Statistical Services Offered

Back to List of Services

Longitudinal Data Analysis

The essential feature of longitudinal data is that repeated measurements are taken on an experimental unit (or subject) over time. Special methods of statistical analysis are needed for longitudinal data because the set of measurements on one subject tends to be correlated, because measurements on the same subject close in time tend to be more highly correlated than measurements far apart in time, and because the variances of longitudinal data often are not constant over time.

Longitudinal data sets differ from time series data sets because longitudinal data usually consist of a large number of a short series of time points. In contrast, time series data sets usually consist of a single, long series of time points. For example, the monthly average of the Dow Jones Industrials Index for several years is a time series data set, while measurements over time of the effectiveness of a drug treatment for several patients are a longitudinal data set.

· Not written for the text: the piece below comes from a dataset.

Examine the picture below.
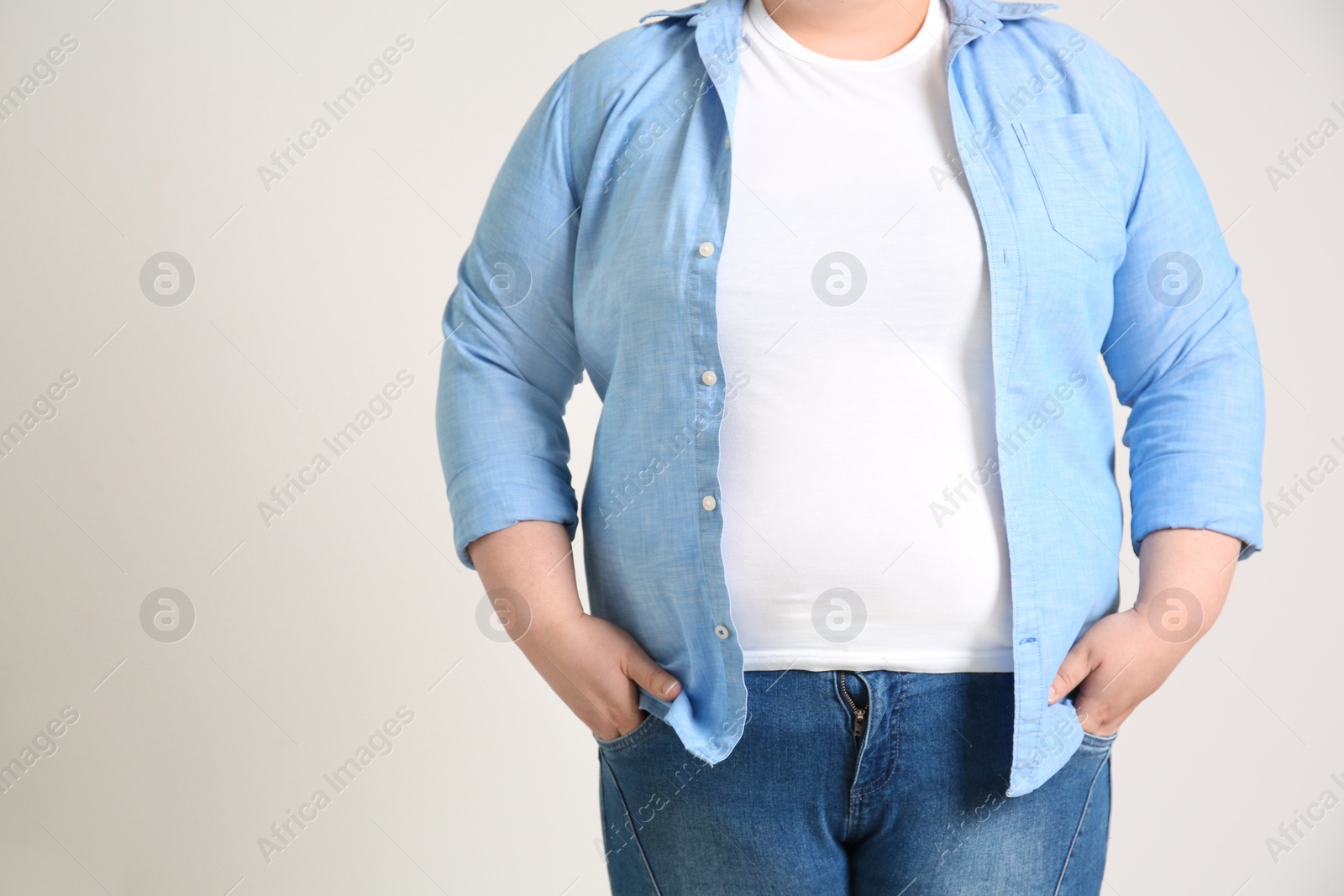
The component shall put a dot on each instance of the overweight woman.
(850, 277)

Longitudinal data analysis examines and compares responses over time. The longitudinal data model has the capability to study changes over time within subjects and changes between groups. For example, longitudinal models can estimate individual-level (subject-specific) regression parameters and population-level regression parameters.

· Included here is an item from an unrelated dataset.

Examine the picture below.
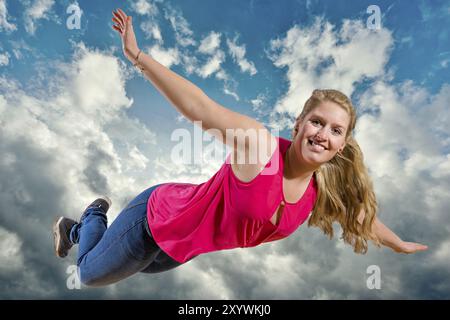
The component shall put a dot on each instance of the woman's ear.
(294, 131)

The linear mixed model provides a flexible approach to modeling longitudinal data. It handles unbalanced data with unequally spaced time points and subjects observed at different time points, it uses all the available data in the analysis, it directly models the covariance structure, and it provides valid standard errors and efficient statistical tests.

If the model is correctly specified including correct selection of the covariance structure, violation of the normality assumption of the random effects has little effect on the estimation of the fixed effect parameter estimates and their standard errors. However, it has a substantial effect on the estimation of the random effect parameter estimates and their standard errors.

Longitudinal models fit in the Mixed procedure are based on the assumption that the responses are normally distributed. However, the assumption of normality may not always be valid, especially when the response variable is discrete. A method which is widely used to handle correlated discrete response data is Generalized Estimating Equations (GEEs). This relatively new method is suitable for modeling longitudinal data with response variables which are, for example, binary or are discrete counts. GEEs are fit in SAS with the GenMod procedure.